Lately we've been harping on emo kids, partially due to interns and their love of pop punk/headbands/guys who think "Vans Warped Tour" is "making it". But lo! We're being patently unfair by picking on the most visibly handicapped of music lovers, especially when there are easily four more that are far worse, or perhaps just difficult to understand (I'm looking at YOU, Juggalo).
Today we will talk about each of the top five stereotypes and what makes them ridiculous. Remember, these are stereotypes &mdash outrageously simplified and often erroneous &mdash and do not apply to everyone. Please have a sense of humor. Don't go all CopperCab on me.
To make it easy to skim, I will assign one word to each.
5. The Emo Kid
ONE WORD: Pathetic.
While one of the more obvious stereotypes, there isn't much to the sweatband/ear piercings other than being from Long Island or New Jersey, or having a propensity for pop punk and sappy lyrics. Most of these issues wear off with age, as the Emo Kid is just that: a child. The grandfathers of Emo, Patrick Stump and Chris Carraba, are very old, yes, but the children who used to worship them mostly have day jobs, and the boys probably don't wear eyeliner anymore, and the girls probably don't threaten suicide and cry at the sight of familiar sandwiches.
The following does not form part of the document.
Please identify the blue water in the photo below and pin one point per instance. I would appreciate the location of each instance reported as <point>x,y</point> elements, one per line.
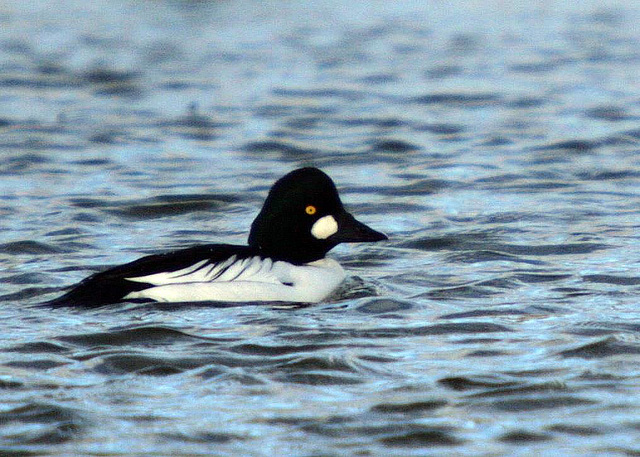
<point>496,143</point>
Really this one is old hat.
4. The Country Music Lover
ONE WORD: Dumb.
The Country Music Lover or CML is often portrayed as a visceral fan, passionate and unwavering. This is a good thing. Unfortunately, that passion is portrayed as stemming from a severe lack of IQ, attachement to the "dirty" south of the USA, and overalls/chewing wheat/hunting. Country music is, by definition, of the country, and the country is full of pseudo-morons. While I know many incredibly intelligent country music fans, I also know at least one who inadvertently shot his cousin's fiance with a shotgun. While on the couch. Write a song about THAT, Sugarland!
3. The Juggalo
ONE WORD: Weirdo.
OK the internet has embraced this gratuitously painted subset of music fans, but only for satirical purposes. They are literally fans of ONE BAND, no fake, that is hilarious. Most diversify, embracing a genre, but these gelatinous, midwest children embrace clown makeup and miracles.
Hahaha. And also, huh?
2. The 'Gangster'
ONE WORD: Criminal.
Baggy pants below the bum. Chains. Walking the streets. So hard. Extreme dropping of the proper pronunciation of words, especially "sure" and everything with the letter "G" at the end. You know the gangster or "gangsta" as a gang-banging, drug consuming, victim of society. Check the tags on their fresh kicks, because Dad may have stolen them recently! Just kidding, Dad is in JAIL for "jaywalking" (and we don't mean crossing the street. Use your imagination). Hard rap fans are often stereotyped as straight up bad; murderers and drug dealers, living in the hood, street smart but at a loss for a high school diploma, or anything but a job at McDonalds. And the funny part of this is that while none of these qualities are particularly desirable, seeming "hood" is important to fitting in the culture for credibility and sincerity, kind of like heritage is in a Connecticut country club or Ivy League legacy school. As soon as Dad gets that paycheck, you are no longer hood. Went to a private school? DAMN it makes for good rapsulting! See 8 Mile for further reference.
BUT, the worst of all music lovers are the DARTH VADARs of the galaxy... and they probably have a t-shirt for that analogy.
1. The Hipster
TWO WORDS: Pretentious f*ck.
Yeah the Hipster gets two words, because they need it, and because they are certified organic and free range, amirite Pabst Blue Ribbon? They have a look, a lifestyle, it engulfs, it leeches off trust funds in Brooklyn, and it does NOT like your music, sir. Ke$ha is not fit to lick the shiny suits of The National (fair), and God (Jeff Mangum) forbid ANYONE tries to blight the good name of MIA. She's a crusader for politics! The iPhone said so! Animal Collective music is a hipster wet dream, because it doesn't make sense, and it scares most of your parents. Sound familiar? That's right folks, the dark secret of the hipster is that they are the adult version of a snotty, thirteen year-old emo kid. The end.